Social skills for digital humans
If anything, the Covid pandemic taught us that real-life interactions couldn’t be replaced by digital ones. This is just one of the reasons why Chirag Raman, assistant professor in the Pattern Recognition and Bioinformatics group, wants digital agents or avatars to interact with humans in a more seamless and lifelike manner. Using artificial intelligence and knowledge of human behaviour, he is teaching machines to understand and deploy human-like social intelligence – verbally, vocally and visually. At the horizon are technologies for a wide range of applications, from distance learning and e-healthcare to immersive games.
Why is a computer scientist interested in non-verbal communication?
This conversation via Zoom is, in some sense, an embodied interaction, because you're a two-dimensional image on my screen. While we’re talking, I'm also reading the non-verbal cues you’re giving. So, if you're nodding, I assume that I'm making some sense. Or if you frown, I assume that I've said something weird. Now imagine we're meeting not via Zoom but in a virtual or augmented reality situation. Can we translate your social cues to your digital avatar? And can we teach artificial intelligence to do the same?
Actually, realism is not always the holy grail. There are therapy settings where patients actually prefer an unrealistic digital avatar over a more realistic therapist. But having an understanding of social cues when generating behaviours for these avatars is always beneficial. For example, if you’re a patient in therapy, you may want to feel like you’re having a sense of rapport, that your therapist understands you. That’s when non-verbal expressions become relevant. There is literature that shows that if you mimic the person you’re talking to, they will feel like they gel with you better. In such cases, getting the digital agent to smile and nod at the right moment becomes really important.
Doesn’t that become a bit ... eerie?
If the visual realism and behavioural realism don't match, things get very creepy very quickly. Ten years ago, video games were much less realistic. That wasn’t a problem because the fidelity of how the avatars behaved matched the fidelity of how they looked. But now that we have these great graphics, a beautiful avatar that just keeps staring at you without blinking or without the subtle movements that humans use … that's very creepy, right?
Teaching an avatar to blink can’t be that difficult
Blinking is just one of many social cues. And interpreting the nuances of these cues is very subjective. For example, there is an open debate about what really constitutes smiling. Which muscles are deforming and how? If it's not accompanied by these crow's feet around your eyes, a smile could also be a grimace. And things get much more complex when you try to assign a social meaning to the expression, because the same expression can be perceived differently by different people in different parts of the world. This also makes it very difficult to objectively evaluate the avatar’s performance.

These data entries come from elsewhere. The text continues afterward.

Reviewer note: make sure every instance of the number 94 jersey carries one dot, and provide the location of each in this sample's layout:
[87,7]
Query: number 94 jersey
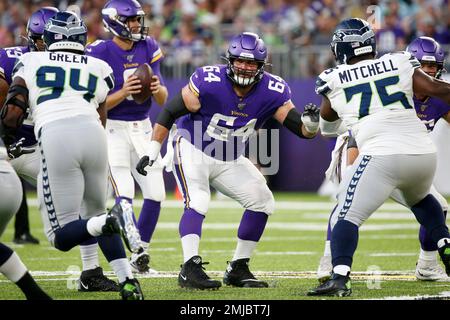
[374,98]
[225,121]
[62,85]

To make models more human-like, you first need to understand human behaviour.
I'm very interested in identifying causal relationships between behavioural patterns. When we’re talking to each other, there is a feedback loop of perception and response. A digital agent will respond more naturalistically if it understands these causal patterns between non-verbal behaviours. I’m currently working on linking causal reasoning with behaviour synthesis. For example, can we get artificial intelligence to predict someone’s behaviour by observing a slice of their interactions with others? Even forecasting low-level behaviours is technically a very hard problem for AI, because there are a lot of possible futures for the same sort of input. Research into causal patterns is still at the technical level, because it involves expressing existing social theory mathematically to make machine models more socially aware. But if we succeed, we can give new insights back to the social sciences.
What role do the social scientists play in your research?
I try to bring in people to complement the skills I have as a computer scientist. Ultimately, it matters less what our disciplines are – what matters is asking the right questions. There seems to be this general perception that if you're a technical university, there isn't a lot of collaboration with other people with different backgrounds. That’s not true! I want to be a bridge between computer science and the social sciences. A bridge needs to be anchored on both sides, but you also need people to view you as a bridge. They need to try and cross the divide.
You also work with partners from industry.
Yes, I've had the fortune of working with people at companies like Google and Microsoft who are, in a way, academics at heart. The idea is to pursue research that doesn’t need to benefit the company. My Google grant, for example, is an unconditional donation, no matter the outcomes. The real question with the dichotomy of industry versus academia is: can we make our science more accessible and open?
Seeing how the AI field expanded over the last six months, I'd be very hesitant to predict how it will look like in ten years’ time!
These are exciting times for AI.
Yes, there's been an explosion in terms of both the capabilities of machine learning and the attention it has been receiving from the general populace and the media. People can now play with machine learning techniques without having to implement them from scratch. That also means that there’s less understanding what these tools do and do not do, under the hood. There’s a risk of unrealistic expectations, when people no longer understand the limitations of the technology. Research is exploding, too: last year, no less than ten thousand papers were submitted to the Conference on Neural Information Processing Systems. Luckily, ours was among the accepted ones. To be honest … seeing how the AI field expanded over the last six months, I'd be very hesitant to predict how it will look like in ten years’ time!